BULLET TO THE HEAD is a stiff movie. But it's not just stiff in one way; it represents a rainbow of stiffnesses. It is arthritic. It limps. It's inflexible. It's starchy. It's like an army of men in Arthurian suits of armor doing a triathlon: kind of funny, mostly plodding, and then tragic when it comes time for the swimming competition.

The script is stiff-backed, making awkward gestures toward the basic plot elements: A hired killer with the unfortunate nickname of Jimmy Bobo (Sylvester Stallone) gets sucked into some sort of shady real-estate deal that requires him to partner with a cop (Sung Kang) and bump heads with an evil condo aficionado (Adewale Akinnuoye-Agbaje) and his crew of weasels (Christian Slater) and cutthroats (Jason Momoa). But the dialogue is packed with dull exposition and dumb repetition. At the scene of the hit that opens the movie, Jimmy Bobo admonishes his doomed partner: "Don't forget to get his watch and wallet." "Right," his partner over-explains to nobody. "It needs to look like a break-in."

Stallone is stiff like an infected toe, swollen and painful to look at.
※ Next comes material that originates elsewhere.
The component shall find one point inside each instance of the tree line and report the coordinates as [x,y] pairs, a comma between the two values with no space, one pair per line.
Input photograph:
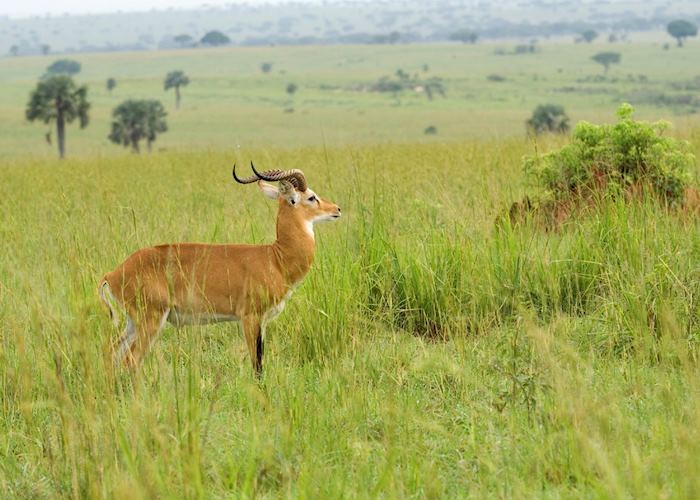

He doesn't talk so much as moan, and the audience at the review screening I attended laughed at his one-liners not because he possessed a charming self-awareness, but instead because he sounded almost human. (Even more painful: Most of his "jokes" consist of racist nicknames for his Korean partner, like "Oddjob" and "Confucius.") The only exception to the parade of awkward pauses that is Bullet to the Head: The eminently watchable Jason Momoa (Khal Drogo from Game of Thrones, Conan from that already-forgotten Conan reboot), who, with his natural charisma, resembles nothing so much as an evil Chris Hemsworth. It can't be a mistake that most of the handful of nasty, entertaining scenes that somehow managed to survive the making of Bullet to the Head belong to him.